Once you get your deck home, hold it in your hands and shuffle the cards. Most tarot decks are bigger than card playing decks, so Las Vegas style shuffling won’t work particularly well. Instead, gently toss them back and forth between your hands or make piles and stack and re-stack them to mix them up. Get used to the feel of it and peruse the imagery.

When it comes time to draw a card, there are several different approaches:

— Hold them in your hands and shuffle through them until one feels right to pick.

— Fan them out on your desk and hold your hand over the cards until one feels warm. (Note: the warm thing has never worked for me, but some people swear by it.)

— If a card happens to fall out, that’s a clear sign it’s the one for you, baby!

Some people like to wrap their decks in scarves or find special bags for them, and others just stick them back in the box they came in. Some tarot professionals don’t like other people to touch their decks, believing it taints the special energy they establish with it. But that’s up to you to decide (and, a bit precious, methinks).

Finding meaning

Every tarot deck comes with its own guide book that will help you suss out the meaning. Also, enough books on tarot have been written to decimate a small forest and websites listing meanings flourish. But, before you check the reference, spend some time with the card yourself.

— What do you see in the cards?

— What associations do the images in the picture call forth?

— If you had to explain the meaning of one of the images to an alien from another planet, who had no prior knowledge of it, what would you say?

If you’re stuck, or want more clarity, hit the reference book. But you’ll get more out of the tarot in the long run if you allow your intuition to guide your reading.

Using your deck for writing

Okay, so how do you use your tarot deck to help you with your writing, which is the point, after all, right? Here are some ideas.

Pull a card at random from the deck that can give you guidance for the day ahead. Or, you might want to do this at the start of a writing session to ask for insight into that day’s work. Ask, what do I need to know as I start this writing session? What guidance do I need?

Ask a specific question. Follow the same process as above. Bear in mind, you’re not going to get much help if you’re focusing on questions with yes/no answers. Instead, focus on more open-ended questions, such as, what does my character want? What does my character need? What happens next in my story? What happens in this scene? And remember, the cards are symbolic and metaphorical.

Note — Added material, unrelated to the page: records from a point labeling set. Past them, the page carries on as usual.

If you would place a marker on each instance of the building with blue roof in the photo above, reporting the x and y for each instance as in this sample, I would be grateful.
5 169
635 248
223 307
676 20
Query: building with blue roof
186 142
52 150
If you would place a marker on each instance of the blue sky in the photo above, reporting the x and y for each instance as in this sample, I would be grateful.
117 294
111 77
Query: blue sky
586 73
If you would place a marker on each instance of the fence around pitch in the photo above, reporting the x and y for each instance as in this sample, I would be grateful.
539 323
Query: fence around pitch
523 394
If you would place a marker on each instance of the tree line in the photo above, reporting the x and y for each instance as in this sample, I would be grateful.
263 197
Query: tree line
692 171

The answers you get may take some parsing out. But that’s why you’re a writer, right?

Do a three-card spread. Past, present, future is the one I use most often. Draw three cards and turn them over. The first is what’s come before in the situation, the second, what’s happening now, the third, what may unfold in the future. This is an excellent spread for developing character and story, as you might imagine

For bigger story issues, do a more complicated spread. The Celtic Cross is the standard. Just about every tarot guidebook (the little book that comes with your deck) has a run-down on how to do this, or Google it. It’s the most common spread in use, with the possible exception of the three-card.

Pull a card when you’re stuck. (Link to my stuck story) Ask, where should I go now? What should I do? What happens next? What obstacles arise in the story? What am I not seeing? What do I need to see?

As you can see, working with the tarot offers a rich tapestry of possibilities for writers. If you want more information on using the tarot for your writing, there’s an excellent book called Tarot for Writers, by Corinne Kenner that you may want to check out.

I hope that you will love the rich world of the tarot, and who knows, you may end up with a collection of decks yourself.